REPUBLIKA.CO.ID, Oleh: Makmum Nawawi
Suatu hari, Abdullah bin Umar, Urwah bin Zubair, Mush'ab bin Umair, dan Abdul Malik bin Marwan berkumpul di depan Ka'bah. Mush'ab berkata kepada teman-temannya tersebut, "Berangan-anganlah kalian." "Kamu dulu yang memulai," jawab mereka.
Mush'ab berujar, "Aku berangan-angan ingin menguasai Irak serta menikahi Sukainah binti al-Husain dan A'isyah binti Thalhah bin Ubaidillah." Kenyataannya, Mush'ab berhasil mendapatkan apa yang menjadi angan-angannya tersebut.
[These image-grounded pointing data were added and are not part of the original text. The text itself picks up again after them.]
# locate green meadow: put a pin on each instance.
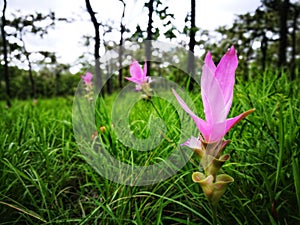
(46, 179)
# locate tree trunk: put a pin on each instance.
(263, 48)
(4, 41)
(283, 14)
(98, 81)
(122, 31)
(148, 45)
(192, 43)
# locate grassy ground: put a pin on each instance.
(44, 178)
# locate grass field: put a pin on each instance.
(45, 179)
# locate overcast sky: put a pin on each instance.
(67, 40)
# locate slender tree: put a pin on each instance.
(96, 25)
(121, 42)
(149, 35)
(192, 43)
(23, 25)
(4, 42)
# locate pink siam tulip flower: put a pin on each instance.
(217, 93)
(87, 79)
(138, 76)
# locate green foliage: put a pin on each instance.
(46, 81)
(43, 176)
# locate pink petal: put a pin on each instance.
(212, 96)
(225, 74)
(203, 127)
(209, 62)
(136, 70)
(87, 78)
(145, 69)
Ia memberikan maskawin kepada masing-masing istrinya sebesar 500 ribu dirham. Dan, ketika memboyong mereka, ia juga mengeluarkan uang sebanyak itu.
Urwah bin Zubair berangan-angan bisa menguasai ilmu fikih dan hadis, kemudian kenyataannya apa yang menjadi angan-angannya tercapai. Abdul Malik bin Marwan berangan-angan menjadi khalifah. Faktanya, apa yang menjadi angan-angannya juga terkabul. Sementara Abdullah bin Umar berangan-angan ingin masuk surga.
Itulah sebagian dari penggalan aktivitas kehidupan para sahabat, murid-murid teladan Nabi SAW. Dan, apa yang mereka lakukan sesungguhnya merupakan praktik nyata dari butir-butir pemikiran yang direkomendasikan oleh para motivator kelas dunia di era modern kita sekarang ini; mereka sering mengutarakan bahwa awal dari kesuksesan seseorang itu bermula dari sebuah mimpi atau angan-angan. Semakin sering seseorang membangun sebuah mimpi, keinginan, atau cita-cita, semakin besar pula peluang seseorang untuk menggapai kesuksesan.
Impian atau cita-cita inilah yang kemudian mengkristal menjadi sebuah keinginan yang besar dan menghunjam, yang menggebah dan mendorong seseorang untuk mewujudkannya secara nyata. Bahwa cita-cita itu menjadi kenyataan atau tidak, adalah persoalan lain, hanya Nabi bersabda: "Barang siapa yang berhasrat pada suatu kebajikan, dan tidak jadi melakukannya, niscaya Allah mencatatnya di sisi-Nya sebagai suatu kebajikan yang sempurna." (HR Bukhari).
Hanya berbeda dengan kaum materialis dan hedonis, impian atau cita-cita yang dibangun oleh seorang Muslim seyogianya tak hanya sebatas dengan remeh-temeh duniawi yang kecil, tapi juga berdimensi ukhrawi yang jauh lebih agung. Dan, itulah yang disukai Allah, seperti sabda Nabi: "Sesungguhnya Allah menyukai hal-hal yang luhur, dan tidak menyukai hal-hal yang rendah." (HR Thabarani).
Secara sosial, kita sendiri kadang sering terkecoh dan hanya berkutat mengurusi persoalan-persoalan kecil seraya melupakan beragam persoalan yang besar dan fundamental yang dihadapi oleh umat ini. Di antaranya masalah menghidupkan nilai-nilai agama dan akhlak dalam masyarakat, menjalin persatuan dan kerja sama di antara elemen umat, atau perihal bahaya perpecahan dan perseteruan di kalangan umat.
Sementara Alquran juga mengecam orang yang bercita-cita rendah dan melukiskan mereka dengan gambaran yang sangat buruk, misalnya ketika Allah mengisahkan ucapan Nabi Musa AS kepada kaumnya, "Maukah kamu mengambil sesuatu yang rendah, sebagai pengganti yang lebih baik?" (al-Baqarah [2]: 61). Sayyid Quthb menafsirkan: "Apakah kamu menginginkan kehinaan, padahal Allah menginginkan kemuliaan bagi kalian?"